The Queer Caucus for Art has had much to celebrate recently, including a new website for the group, fantastic panels at CAA, numerous exhibition openings, and publications of books by our members.
The QCA is excited to announce the launch of its new website: http://queercaucusforart.org.The site provides regularly updated queer art news and resources such as archives, books, articles, information on residencies, and funding opportunities. Here, you can join QCA, create a profile to share information about your work, and network with other members.

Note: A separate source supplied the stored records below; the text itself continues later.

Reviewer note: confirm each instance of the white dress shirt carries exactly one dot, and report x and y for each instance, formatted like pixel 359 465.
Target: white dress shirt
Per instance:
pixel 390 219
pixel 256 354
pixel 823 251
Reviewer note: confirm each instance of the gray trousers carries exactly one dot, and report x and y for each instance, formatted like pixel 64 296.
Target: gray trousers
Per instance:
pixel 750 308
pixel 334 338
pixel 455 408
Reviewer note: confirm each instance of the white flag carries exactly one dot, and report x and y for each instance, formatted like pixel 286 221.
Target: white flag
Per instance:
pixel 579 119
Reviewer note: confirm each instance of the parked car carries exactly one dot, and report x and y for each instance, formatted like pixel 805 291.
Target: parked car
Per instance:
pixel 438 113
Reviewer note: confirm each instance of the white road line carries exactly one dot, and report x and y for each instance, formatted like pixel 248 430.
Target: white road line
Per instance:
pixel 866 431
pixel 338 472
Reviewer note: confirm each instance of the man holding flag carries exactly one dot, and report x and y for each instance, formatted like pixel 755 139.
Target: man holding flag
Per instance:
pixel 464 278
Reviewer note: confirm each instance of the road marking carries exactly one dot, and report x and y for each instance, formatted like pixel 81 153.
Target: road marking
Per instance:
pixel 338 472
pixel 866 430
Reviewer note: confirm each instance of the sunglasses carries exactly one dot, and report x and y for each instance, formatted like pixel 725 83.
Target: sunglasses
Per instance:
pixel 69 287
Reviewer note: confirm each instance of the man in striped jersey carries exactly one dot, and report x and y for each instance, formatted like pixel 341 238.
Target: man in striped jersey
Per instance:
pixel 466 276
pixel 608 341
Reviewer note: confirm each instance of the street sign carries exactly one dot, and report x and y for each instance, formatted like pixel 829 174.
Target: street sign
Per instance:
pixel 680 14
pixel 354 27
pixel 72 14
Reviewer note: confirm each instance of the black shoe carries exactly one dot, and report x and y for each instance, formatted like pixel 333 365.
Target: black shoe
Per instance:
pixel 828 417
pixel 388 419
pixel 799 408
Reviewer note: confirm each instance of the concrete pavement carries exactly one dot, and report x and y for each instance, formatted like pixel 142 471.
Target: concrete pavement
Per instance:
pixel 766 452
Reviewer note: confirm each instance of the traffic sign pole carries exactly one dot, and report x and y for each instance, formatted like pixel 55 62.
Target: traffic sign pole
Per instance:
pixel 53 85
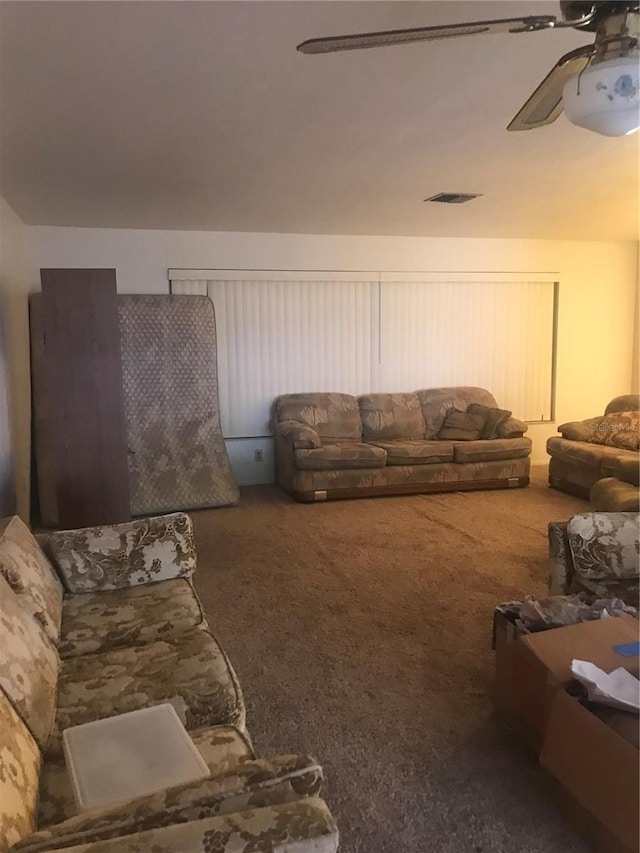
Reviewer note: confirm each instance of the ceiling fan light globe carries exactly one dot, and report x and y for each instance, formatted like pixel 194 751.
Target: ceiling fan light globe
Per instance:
pixel 605 97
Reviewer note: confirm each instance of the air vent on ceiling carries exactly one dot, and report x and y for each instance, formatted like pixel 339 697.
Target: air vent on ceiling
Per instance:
pixel 453 198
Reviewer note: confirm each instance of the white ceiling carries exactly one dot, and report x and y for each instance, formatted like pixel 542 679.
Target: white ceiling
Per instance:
pixel 203 116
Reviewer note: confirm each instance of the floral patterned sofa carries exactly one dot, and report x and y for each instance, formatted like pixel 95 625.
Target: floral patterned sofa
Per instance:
pixel 586 451
pixel 330 446
pixel 115 627
pixel 596 554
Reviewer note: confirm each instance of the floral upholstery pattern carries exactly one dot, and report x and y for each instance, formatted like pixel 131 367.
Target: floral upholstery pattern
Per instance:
pixel 30 575
pixel 391 416
pixel 96 621
pixel 28 665
pixel 281 827
pixel 330 415
pixel 121 555
pixel 19 766
pixel 401 452
pixel 404 429
pixel 191 671
pixel 597 553
pixel 347 454
pixel 222 747
pixel 252 784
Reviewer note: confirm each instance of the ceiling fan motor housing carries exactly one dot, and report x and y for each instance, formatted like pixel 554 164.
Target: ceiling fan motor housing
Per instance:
pixel 573 10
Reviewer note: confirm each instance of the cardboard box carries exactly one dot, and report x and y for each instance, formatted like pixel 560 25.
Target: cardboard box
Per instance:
pixel 593 753
pixel 531 667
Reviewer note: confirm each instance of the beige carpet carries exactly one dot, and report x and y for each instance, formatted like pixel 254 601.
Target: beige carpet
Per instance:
pixel 361 632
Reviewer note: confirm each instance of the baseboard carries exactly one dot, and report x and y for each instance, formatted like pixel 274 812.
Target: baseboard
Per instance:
pixel 569 487
pixel 408 489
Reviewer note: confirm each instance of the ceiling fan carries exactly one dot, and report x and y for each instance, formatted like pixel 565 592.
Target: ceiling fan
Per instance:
pixel 597 84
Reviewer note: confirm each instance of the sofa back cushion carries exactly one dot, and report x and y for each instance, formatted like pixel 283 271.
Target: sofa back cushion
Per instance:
pixel 19 772
pixel 391 416
pixel 605 544
pixel 28 665
pixel 618 429
pixel 332 416
pixel 115 556
pixel 623 403
pixel 436 403
pixel 30 575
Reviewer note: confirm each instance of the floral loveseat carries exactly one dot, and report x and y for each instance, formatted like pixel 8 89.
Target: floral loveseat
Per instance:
pixel 120 628
pixel 596 554
pixel 586 450
pixel 330 446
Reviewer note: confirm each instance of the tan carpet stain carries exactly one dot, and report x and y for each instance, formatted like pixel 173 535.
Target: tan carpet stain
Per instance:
pixel 361 632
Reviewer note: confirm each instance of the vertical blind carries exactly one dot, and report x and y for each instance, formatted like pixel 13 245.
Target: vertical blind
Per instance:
pixel 282 332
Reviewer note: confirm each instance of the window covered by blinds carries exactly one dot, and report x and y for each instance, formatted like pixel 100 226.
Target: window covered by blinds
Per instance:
pixel 281 332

Alpesh Kantilal Patel and Tina T. Takemoto have assembled an exciting lineup of speakers for “Queer Exhaustion,” the QCA’s panel at the 2016 CAA conference next month. Panelists Xandra Ibarra, Nao Bustamante, Tameka Norris, and Robert Summers will discuss “the pleasures and perils of employing exaggeration as an artistic strategy to combat stereotypes that cut across intersecting identifications of race, class, gender, sexuality, nationality, and disability.” The panel will take place on Saturday, February 6, from 12:30 PM to 2:00 PM in the Maryland Suite.
At last year’s CAA conference, Jennifer Tyburczy and Anne Swartz presented “Irreverent: A Conversation about Sex and Censorship,” with Jonathan D. Katz, Kelly Dennis, Hunter O’Hanian, Tobaron Waxman, and Michelle Handelman. The panel accompanied Jennifer’s exhibition, Irreverent: A Celebration of Censorship, at the Leslie-Lohman Museum of Gay and Lesbian Art in New York. The exhibition was recently awarded the Allan Bérubé Prize for outstanding work in queer history. We are proud of Jennifer and are delighted that she has joined the QCA as a co-chair. Check out her new book Sex Museums: The Politics and Performance of Display, which was published by the University of Chicago Press this month.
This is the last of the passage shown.